女の子と男の子より先に、躊躇いも迷いもなく、ケロマツやフォッコではなく、ぼくを選んだ。
それが何より嬉しくて、ぼくはよろしくね!と言わんばかりに鳴き声と差し伸べられた手を掴んだ。
こうして、ぼくとカルムの旅は始まった。
カルムは有名なサイホーンレーサーの子供で、カロス地方に引っ越しして来たばかりの新米トレーナーだ。何故プラターヌ博士が彼をチョイスした理由は「カロス地方を知らないから」。
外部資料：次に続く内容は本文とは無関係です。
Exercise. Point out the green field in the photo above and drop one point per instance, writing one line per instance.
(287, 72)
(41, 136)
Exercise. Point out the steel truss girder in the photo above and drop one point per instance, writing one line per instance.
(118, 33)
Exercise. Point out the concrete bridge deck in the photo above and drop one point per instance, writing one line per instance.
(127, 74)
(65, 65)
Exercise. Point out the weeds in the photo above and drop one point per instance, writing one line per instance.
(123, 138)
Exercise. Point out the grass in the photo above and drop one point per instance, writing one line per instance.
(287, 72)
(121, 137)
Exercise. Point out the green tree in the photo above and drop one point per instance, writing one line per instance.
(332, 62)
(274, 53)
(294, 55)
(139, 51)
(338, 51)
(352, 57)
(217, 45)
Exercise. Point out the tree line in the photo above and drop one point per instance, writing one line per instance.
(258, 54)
カルムはぼくを肩に乗せてくれたり、バトルで勝つと褒めてくれた。勿論負ける時もあるけれど、カルムはぼくの責任にしたり、弱いと罵ったりはせず、次は頑張ろうな、と慰めてくれる。
そんな彼だから、ぼくは彼の期待に応えてあげたいんだ。
だから、ジムリーダー戦で苦手なビビヨンにも立ち向かえたんだ。褒められなくても良い、カルムの笑顔が見たくて。役に立ちたくて。
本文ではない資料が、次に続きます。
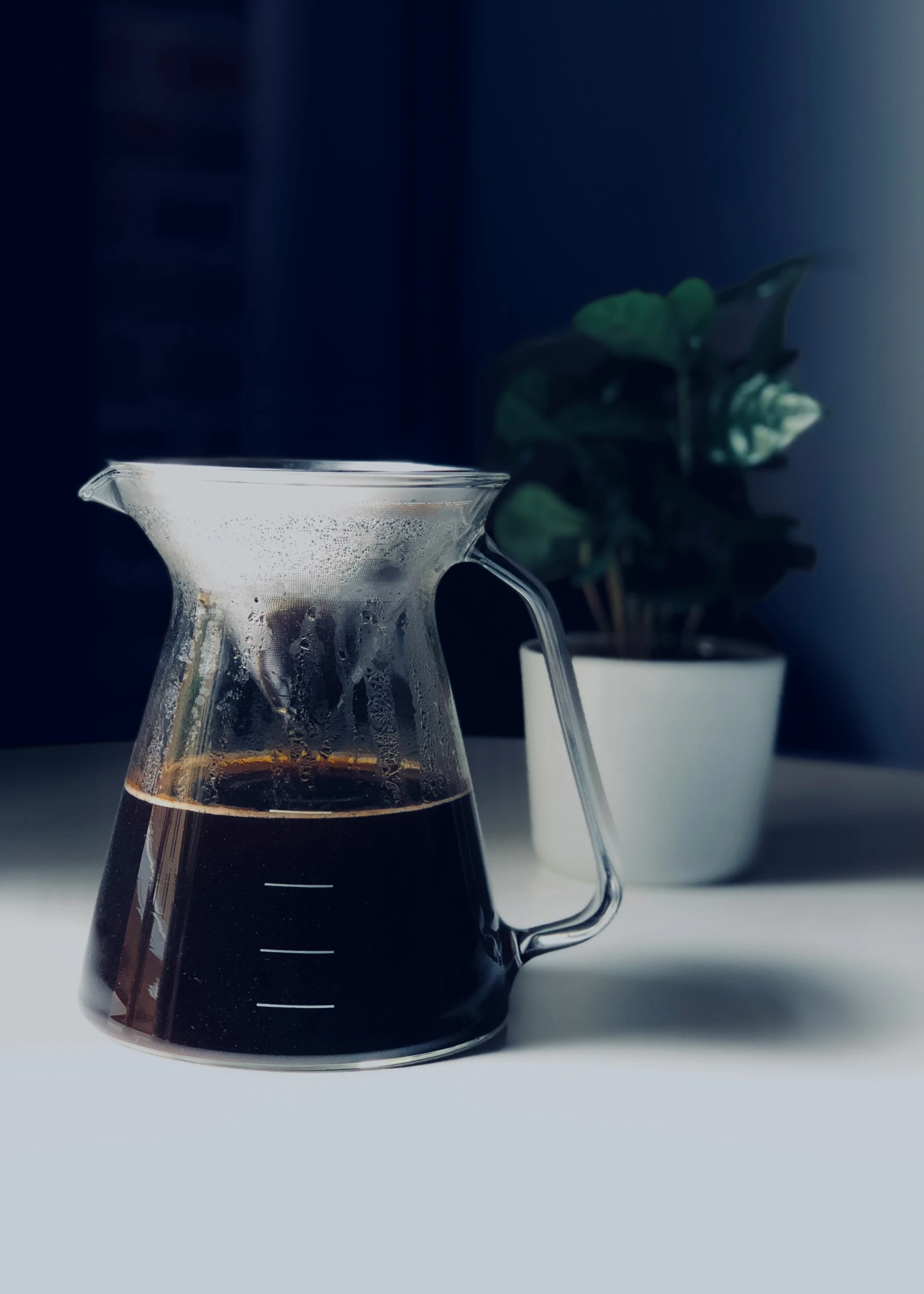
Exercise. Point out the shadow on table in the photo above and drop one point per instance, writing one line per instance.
(681, 1001)
(849, 849)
ぼくとカルムの友情で、初めてのジム戦に勝てた。それが、とても嬉しくて。
カルムがいてくれたから、ぼくは今よりも強くなれた。
だけど、それは過信に過ぎなかった。
ミアレシティで、ぼくたちの仲間の御三家ポケモンたちがファイアローに誘拐された。
其処は高い高い、塔のてっぺん。落ちたら命はない。
だけど、カルムは自分の危険を顧みずに塔のてっぺんにまで来た。ぼくとピカチュウも一緒だ。
カルムはぼくたちに攻撃命令をしないで、ファイアローを何とか説得しようと試みた。
だけど、ファイアローは躊躇なくぼくたちを襲って来た。
それでもカルムは説得を続けて、ファイアローに近付く。
しかし、ファイアローは今度はゼニガメを塔から突き落とした。
それを見たカルムは自ら塔に飛び降りたんだ。
ぼくはカルムを助けようとつるのムチでカルムの足を掴むけど、あっけなくぼくたちも落ちてしまった。
情けないなぼく。トレーナーの命を守れないなんて。
だけど、謎のポケモンが助けてくれたおかげでぼくたちは落下せずに済んだ。とってもかっこよくて、騎士みたいだ。
謎のポケモンを見て、ぼくは決心した。
いつかは、あのポケモンみたいに強くなりたい!いつかは、あのポケモンみたいにカルムを守りたい!
だからもっともっと戦って、もっともっと強くなってやるんだ。